Hailing from Bolzano, Italy, Fiume is tall gentleman who has obviously taken tenets of Piaggio (and Vespa, one of the brands it controls) to heart. Italians, after all, are famously passionate people. “We must convey the DNA of our brands,” he declares. Linking these iconic names together are history – 130 years of Piaggio, 75 years of Vespa, and close to half a century of Moto Guzzi and Aprilia.

“These are marques that allow the user to distinguish himself or herself,” continued Fiume. At the crux are distinctly Italian design and heritage. The executive has a knack for describing the intangible and drilling down further than what lies on the surface. “Vespa is an icon – a fashion show on the street,” he begins. “Piaggio is commuting, Moto Guzzi is long riding, Aprilia is racing.”

Overseeing the Vietnamese market, and the larger Asia Pacific territory to which it belongs, is something of an aberration for conglomerates – which are typically are based in Singapore. “Eleven years ago, we set up our direct presence in Vietnam,” narrates Fiume. “We proudly built an engine plant and a vehicle development plan, along with a research and development center and department.

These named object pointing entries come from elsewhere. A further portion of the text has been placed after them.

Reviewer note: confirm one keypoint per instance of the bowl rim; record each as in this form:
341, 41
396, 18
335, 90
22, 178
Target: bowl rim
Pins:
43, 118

At that time, our shareholders decided Vietnam to become the hub for all Asia Pacific markets. We consider that by doing this, we pioneer the market also (while) transcending the traditional business model. You rarely find companies that establish their own hub in Vietnam.”

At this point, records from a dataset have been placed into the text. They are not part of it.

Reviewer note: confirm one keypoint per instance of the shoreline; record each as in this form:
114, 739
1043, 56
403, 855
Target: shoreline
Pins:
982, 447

The reasoning is sound. He avers, “The DNA of the Vietnamese market and economy. At the moment, Vietnam market is our cash cow. It is the number one; it is the fourth largest market for two-wheelers worldwide. And for Piaggio, it is the number-two market. Italy is still number one.”

Still, Fiume reveals that Piaggio is looking at making it the leading market for them in two years.

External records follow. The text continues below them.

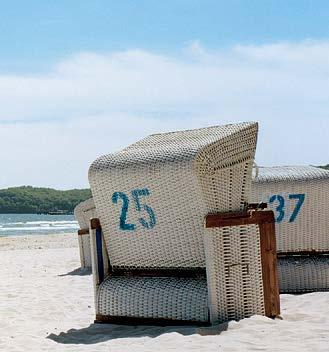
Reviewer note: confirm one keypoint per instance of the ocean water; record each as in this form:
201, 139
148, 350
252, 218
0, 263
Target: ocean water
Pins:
35, 224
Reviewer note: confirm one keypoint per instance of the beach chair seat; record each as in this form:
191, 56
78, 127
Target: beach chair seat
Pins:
161, 298
156, 254
83, 212
299, 198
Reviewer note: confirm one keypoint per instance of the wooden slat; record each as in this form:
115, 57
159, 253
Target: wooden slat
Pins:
95, 224
145, 321
293, 254
269, 269
238, 218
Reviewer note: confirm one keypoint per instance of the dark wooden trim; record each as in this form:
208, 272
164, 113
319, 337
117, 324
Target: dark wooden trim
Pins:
95, 224
109, 319
239, 218
83, 232
303, 254
269, 269
161, 272
257, 206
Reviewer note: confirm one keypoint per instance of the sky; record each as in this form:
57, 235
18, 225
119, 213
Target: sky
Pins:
79, 79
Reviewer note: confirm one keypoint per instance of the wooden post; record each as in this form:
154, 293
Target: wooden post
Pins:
269, 269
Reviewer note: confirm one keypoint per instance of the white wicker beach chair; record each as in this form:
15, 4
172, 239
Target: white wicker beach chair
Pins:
83, 212
154, 257
299, 198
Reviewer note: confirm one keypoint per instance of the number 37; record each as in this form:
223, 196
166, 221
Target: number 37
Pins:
280, 209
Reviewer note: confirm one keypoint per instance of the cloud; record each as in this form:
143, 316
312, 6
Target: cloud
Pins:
53, 125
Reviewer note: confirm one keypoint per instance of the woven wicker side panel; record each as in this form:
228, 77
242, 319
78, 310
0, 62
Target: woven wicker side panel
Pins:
168, 298
176, 239
81, 212
165, 165
234, 272
310, 229
303, 274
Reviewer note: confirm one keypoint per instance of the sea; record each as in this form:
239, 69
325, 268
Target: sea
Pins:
36, 224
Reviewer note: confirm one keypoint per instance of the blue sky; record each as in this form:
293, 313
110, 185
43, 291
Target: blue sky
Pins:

There’s just a fit between the riders there and Vespa. “The Vietnamese consumers and riders have a smarter and clear perception about the DNA of our brand… The Vietnamese rider is very sophisticated from a technical point of view.” Being there thus helps Vespa evolve functionally – changes that have been adopted worldwide because, well, they make sense.

Fiume talks about “a magic combination of software (intangibles that comprise the timeless appeal of Vespa) and hardware (technology as expressed in specs and features).” The perfect positioning, he maintains, is a 360-degree proposal which encompasses and conveys both the physical and ideological values that Vespa represents. He welcomes the challenges and demands of a fickle, discriminating market. “It is always stimulating us, and I’m always trying to learn from the situation.”

While being distinctly suffused with a rich and storied heritage, the Piaggio brands, he insists, embrace the challenge to “improve the riding experience through advanced two-wheel solutions.” Concludes Fiume, “That is the path we need to develop because it is very consistent with our DNA. We may not be leader of cost; we must be leader of price. I mean, we must be a value deliverer. Our brands are iconic in their own segments.”

Filipinos are sophisticated, knowledgeable riders as well, with more male bikers than females. The executive concedes that the traffic situation in Manila lends itself to greater prospects in terms of the motorcycle industry. Compared to the average European rider that is 47 years old, Asia Pacific customers average a young 31 years.

To this younger market, the Vespa stands as a luxury brand – a badge of honor that they’ve arrived at the scene.

“We are lucky because our brands are full of emotions. Therefore, I’m here to sell emotions. In order to sell emotion, every touchpoint of our business model formula must convey the best,” says Fiume. And at the very end at whichever market or demographic is the same goal. “We want to delight, entertain, wow our customer. It’s as simple as that.”